With reports suggesting that Northern Rock had seen borrowers withdraw money at a rate of £10,000 a second, with two billion pounds withdrawn over the weekend, the FSA said procedures had to improve.
Hector Sants, chief executive at the FSA, admitted that the current strategy was in need of change. He said: “Clearly it is the case that the existing industry backed scheme does have limitations, particularly with regard to large deposits, and it does seem reasonable to conclude that that may well have been a contributing factor to the loss of confidence seen with Northern Rock depositors,” FSA chief executive, Hector Sants, told BBC Radio Four.
“There have been a number of factors affecting confidence, but it is clear that investors are aware of the limitations of the scheme and, in the light of events, it would be right to look at it again.”

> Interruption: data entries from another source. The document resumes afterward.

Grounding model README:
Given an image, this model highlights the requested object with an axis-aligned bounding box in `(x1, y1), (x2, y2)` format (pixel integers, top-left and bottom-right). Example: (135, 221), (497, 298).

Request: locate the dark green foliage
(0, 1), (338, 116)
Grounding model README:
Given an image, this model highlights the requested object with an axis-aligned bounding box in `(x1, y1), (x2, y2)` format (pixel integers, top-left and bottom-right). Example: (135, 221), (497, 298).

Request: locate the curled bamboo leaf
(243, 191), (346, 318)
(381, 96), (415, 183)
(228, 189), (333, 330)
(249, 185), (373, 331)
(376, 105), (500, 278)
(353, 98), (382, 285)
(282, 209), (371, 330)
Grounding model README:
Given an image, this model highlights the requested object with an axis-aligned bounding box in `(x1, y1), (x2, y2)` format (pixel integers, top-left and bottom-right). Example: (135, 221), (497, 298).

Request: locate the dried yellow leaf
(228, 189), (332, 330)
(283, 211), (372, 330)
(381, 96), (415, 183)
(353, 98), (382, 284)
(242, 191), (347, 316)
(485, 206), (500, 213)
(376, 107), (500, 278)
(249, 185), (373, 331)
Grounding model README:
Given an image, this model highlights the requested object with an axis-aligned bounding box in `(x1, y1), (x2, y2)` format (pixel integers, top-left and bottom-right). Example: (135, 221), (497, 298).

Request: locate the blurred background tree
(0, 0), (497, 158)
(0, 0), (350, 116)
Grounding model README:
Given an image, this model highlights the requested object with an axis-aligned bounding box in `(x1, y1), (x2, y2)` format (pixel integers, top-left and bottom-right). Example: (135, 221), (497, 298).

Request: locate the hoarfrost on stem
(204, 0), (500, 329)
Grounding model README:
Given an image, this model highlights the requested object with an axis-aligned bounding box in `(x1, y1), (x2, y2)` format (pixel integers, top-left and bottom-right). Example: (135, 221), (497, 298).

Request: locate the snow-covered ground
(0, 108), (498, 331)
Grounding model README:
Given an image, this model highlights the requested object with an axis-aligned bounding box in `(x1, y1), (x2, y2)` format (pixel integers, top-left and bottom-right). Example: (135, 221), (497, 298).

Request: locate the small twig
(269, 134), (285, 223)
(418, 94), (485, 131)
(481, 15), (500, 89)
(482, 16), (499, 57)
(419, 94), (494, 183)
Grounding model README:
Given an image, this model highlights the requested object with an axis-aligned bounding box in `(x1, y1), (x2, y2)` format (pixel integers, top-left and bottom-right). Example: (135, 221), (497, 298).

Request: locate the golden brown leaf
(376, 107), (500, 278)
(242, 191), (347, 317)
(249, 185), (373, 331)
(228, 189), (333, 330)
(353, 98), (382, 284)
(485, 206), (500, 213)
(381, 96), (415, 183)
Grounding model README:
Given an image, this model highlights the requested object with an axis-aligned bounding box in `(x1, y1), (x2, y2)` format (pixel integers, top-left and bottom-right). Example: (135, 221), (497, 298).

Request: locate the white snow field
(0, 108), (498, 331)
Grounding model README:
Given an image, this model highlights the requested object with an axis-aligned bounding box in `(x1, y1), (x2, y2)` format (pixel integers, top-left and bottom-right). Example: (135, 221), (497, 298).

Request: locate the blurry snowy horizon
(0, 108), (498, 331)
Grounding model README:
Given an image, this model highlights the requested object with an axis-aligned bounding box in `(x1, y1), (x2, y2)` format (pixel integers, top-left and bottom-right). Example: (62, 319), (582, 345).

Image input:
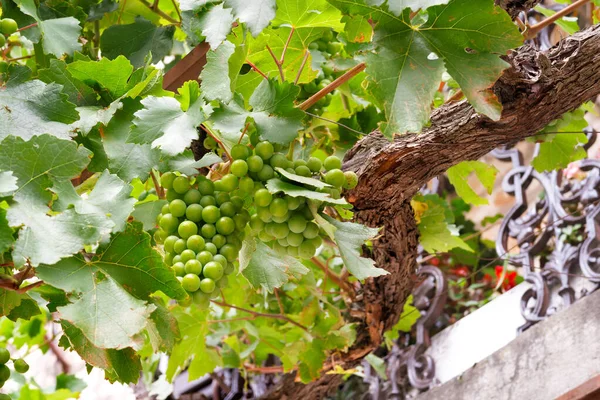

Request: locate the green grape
(295, 165), (311, 177)
(178, 221), (198, 239)
(202, 205), (220, 224)
(221, 174), (239, 192)
(185, 204), (203, 222)
(182, 274), (201, 292)
(304, 222), (320, 239)
(173, 176), (191, 194)
(211, 234), (226, 248)
(293, 159), (307, 168)
(258, 230), (273, 242)
(278, 237), (289, 247)
(287, 232), (304, 247)
(173, 238), (186, 254)
(203, 261), (224, 280)
(325, 169), (345, 187)
(0, 19), (18, 36)
(288, 214), (307, 233)
(169, 199), (187, 217)
(138, 190), (149, 201)
(203, 136), (217, 149)
(231, 144), (251, 160)
(254, 189), (273, 207)
(299, 241), (316, 259)
(257, 165), (274, 181)
(183, 189), (202, 205)
(186, 235), (205, 252)
(154, 230), (167, 244)
(272, 242), (286, 254)
(161, 204), (170, 215)
(224, 263), (235, 275)
(231, 196), (244, 211)
(173, 255), (182, 264)
(0, 61), (7, 74)
(344, 171), (358, 189)
(220, 244), (238, 262)
(197, 251), (213, 265)
(216, 217), (235, 235)
(214, 180), (225, 192)
(200, 195), (217, 207)
(269, 198), (288, 217)
(269, 153), (288, 169)
(177, 293), (190, 305)
(193, 291), (211, 308)
(205, 242), (218, 255)
(200, 278), (216, 293)
(172, 262), (185, 276)
(271, 211), (290, 223)
(185, 259), (202, 275)
(287, 196), (303, 210)
(220, 202), (237, 217)
(161, 172), (176, 189)
(239, 176), (254, 193)
(324, 155), (342, 171)
(201, 223), (216, 238)
(231, 160), (248, 177)
(250, 214), (265, 231)
(215, 192), (230, 205)
(159, 214), (179, 233)
(213, 254), (228, 267)
(301, 205), (314, 220)
(309, 235), (323, 249)
(217, 276), (228, 289)
(272, 223), (289, 239)
(180, 249), (196, 263)
(198, 179), (215, 195)
(255, 141), (274, 160)
(257, 207), (273, 223)
(233, 214), (248, 231)
(13, 359), (29, 374)
(164, 252), (175, 266)
(164, 236), (178, 253)
(287, 246), (299, 257)
(285, 168), (295, 174)
(0, 364), (9, 382)
(247, 155), (264, 172)
(329, 188), (341, 199)
(0, 348), (9, 364)
(166, 190), (182, 201)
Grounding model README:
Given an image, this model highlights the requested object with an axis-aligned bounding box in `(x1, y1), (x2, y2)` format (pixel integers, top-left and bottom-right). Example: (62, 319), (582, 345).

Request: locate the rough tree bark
(495, 0), (542, 19)
(263, 22), (600, 400)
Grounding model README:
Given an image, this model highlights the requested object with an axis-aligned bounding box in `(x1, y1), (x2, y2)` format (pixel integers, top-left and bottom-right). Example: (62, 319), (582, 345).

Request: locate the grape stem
(298, 62), (366, 111)
(274, 288), (285, 314)
(150, 170), (165, 199)
(238, 123), (250, 144)
(244, 364), (296, 373)
(210, 300), (311, 333)
(294, 50), (310, 85)
(17, 22), (38, 32)
(311, 257), (355, 299)
(246, 60), (268, 80)
(524, 0), (590, 39)
(202, 124), (232, 161)
(265, 28), (295, 82)
(139, 0), (180, 25)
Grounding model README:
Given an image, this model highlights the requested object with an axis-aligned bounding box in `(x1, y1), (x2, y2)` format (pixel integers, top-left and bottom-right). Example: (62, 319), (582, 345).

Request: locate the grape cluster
(155, 173), (249, 308)
(0, 18), (18, 74)
(0, 346), (29, 391)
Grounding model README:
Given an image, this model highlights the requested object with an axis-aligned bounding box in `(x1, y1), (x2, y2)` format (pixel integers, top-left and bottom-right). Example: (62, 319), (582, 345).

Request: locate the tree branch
(495, 0), (542, 19)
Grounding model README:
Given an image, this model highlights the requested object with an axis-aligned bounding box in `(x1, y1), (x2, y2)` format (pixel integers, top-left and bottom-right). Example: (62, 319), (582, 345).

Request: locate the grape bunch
(0, 18), (18, 74)
(156, 173), (249, 308)
(0, 346), (29, 391)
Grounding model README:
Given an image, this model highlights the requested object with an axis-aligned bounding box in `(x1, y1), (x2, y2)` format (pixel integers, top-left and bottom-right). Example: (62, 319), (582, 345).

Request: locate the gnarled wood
(262, 23), (600, 400)
(495, 0), (542, 19)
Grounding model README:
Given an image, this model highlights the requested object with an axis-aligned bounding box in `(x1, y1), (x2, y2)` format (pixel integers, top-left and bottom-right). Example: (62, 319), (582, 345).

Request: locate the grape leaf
(0, 289), (27, 317)
(36, 222), (187, 301)
(58, 277), (155, 350)
(100, 17), (175, 68)
(412, 194), (472, 253)
(322, 215), (387, 280)
(39, 60), (97, 107)
(224, 0), (276, 36)
(131, 199), (166, 230)
(186, 3), (234, 48)
(266, 178), (347, 205)
(332, 0), (522, 136)
(67, 56), (134, 102)
(272, 0), (344, 32)
(0, 209), (14, 254)
(383, 294), (418, 344)
(179, 0), (218, 12)
(165, 151), (223, 176)
(532, 133), (588, 172)
(71, 100), (124, 135)
(53, 170), (137, 234)
(447, 161), (498, 206)
(6, 297), (41, 321)
(200, 40), (236, 103)
(16, 0), (82, 57)
(146, 300), (179, 352)
(60, 321), (142, 384)
(387, 0), (450, 13)
(0, 171), (18, 196)
(0, 80), (79, 141)
(239, 238), (309, 292)
(128, 94), (212, 156)
(275, 167), (331, 189)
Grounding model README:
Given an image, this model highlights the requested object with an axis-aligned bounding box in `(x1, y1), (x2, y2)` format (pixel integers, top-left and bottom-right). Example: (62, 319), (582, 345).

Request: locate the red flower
(450, 266), (469, 277)
(494, 265), (517, 290)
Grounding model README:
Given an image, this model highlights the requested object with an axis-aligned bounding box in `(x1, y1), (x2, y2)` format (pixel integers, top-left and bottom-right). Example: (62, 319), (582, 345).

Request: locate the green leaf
(0, 171), (18, 196)
(131, 199), (167, 230)
(67, 56), (134, 101)
(191, 3), (235, 49)
(224, 0), (276, 36)
(16, 0), (82, 57)
(71, 100), (123, 135)
(39, 60), (97, 107)
(100, 17), (175, 68)
(447, 161), (498, 206)
(332, 0), (522, 136)
(146, 300), (179, 352)
(166, 151), (223, 176)
(58, 277), (155, 349)
(298, 339), (326, 382)
(53, 170), (137, 233)
(36, 222), (187, 301)
(60, 321), (142, 383)
(272, 0), (344, 31)
(322, 215), (387, 280)
(128, 94), (212, 155)
(266, 178), (348, 205)
(383, 294), (418, 344)
(0, 209), (14, 254)
(532, 133), (588, 172)
(6, 297), (41, 321)
(275, 167), (331, 189)
(0, 289), (27, 317)
(200, 40), (236, 103)
(413, 194), (472, 253)
(0, 80), (80, 141)
(56, 373), (87, 392)
(365, 353), (388, 379)
(239, 238), (309, 292)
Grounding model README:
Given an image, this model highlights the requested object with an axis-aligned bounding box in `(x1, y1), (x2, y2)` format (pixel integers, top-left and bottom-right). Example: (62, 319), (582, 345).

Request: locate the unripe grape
(231, 196), (244, 211)
(0, 348), (9, 364)
(200, 195), (216, 207)
(287, 196), (302, 210)
(185, 259), (202, 275)
(185, 204), (203, 222)
(287, 246), (299, 256)
(299, 241), (316, 259)
(161, 204), (170, 214)
(13, 359), (29, 374)
(221, 174), (239, 192)
(220, 202), (236, 217)
(205, 242), (218, 255)
(294, 165), (311, 177)
(224, 262), (235, 275)
(172, 176), (190, 194)
(231, 144), (251, 160)
(293, 159), (307, 168)
(173, 255), (182, 264)
(164, 252), (175, 266)
(230, 160), (248, 177)
(172, 262), (185, 276)
(201, 223), (216, 238)
(178, 221), (198, 239)
(183, 189), (202, 205)
(257, 207), (272, 222)
(197, 179), (215, 195)
(220, 244), (238, 262)
(169, 199), (187, 217)
(153, 230), (167, 244)
(213, 254), (228, 267)
(0, 364), (9, 381)
(272, 223), (289, 239)
(269, 153), (288, 169)
(325, 169), (345, 187)
(343, 171), (358, 189)
(203, 261), (224, 280)
(254, 189), (273, 207)
(324, 155), (342, 171)
(250, 214), (265, 231)
(200, 278), (216, 294)
(211, 234), (227, 249)
(186, 235), (205, 252)
(257, 165), (274, 181)
(182, 274), (201, 292)
(203, 136), (217, 149)
(173, 238), (186, 254)
(288, 214), (307, 234)
(166, 189), (182, 201)
(258, 230), (273, 242)
(161, 172), (176, 189)
(239, 176), (254, 193)
(164, 235), (178, 253)
(216, 217), (235, 235)
(202, 205), (220, 224)
(197, 251), (213, 265)
(278, 237), (289, 247)
(159, 214), (179, 233)
(303, 222), (320, 239)
(269, 198), (288, 217)
(255, 141), (274, 160)
(247, 155), (264, 172)
(0, 19), (18, 36)
(287, 232), (304, 247)
(180, 249), (196, 263)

However, Callum McCarthy, chairman at the FSA, added: “The FSA remains confident about the industry’s ability to withstand current market pressures. We are in constant dialogue with firms to ensure that they are vigilant with regard to potential risks.”
The Bank of England also made a u-turn, with its decision to inject £10 billion into the market to ease the pressure on inter-bank interest rates. Alan Clarke at BNP Paribas, said: “The situation has deteriorated to the point that the slowdown implied is more severe than the Bank had seen as desirable.”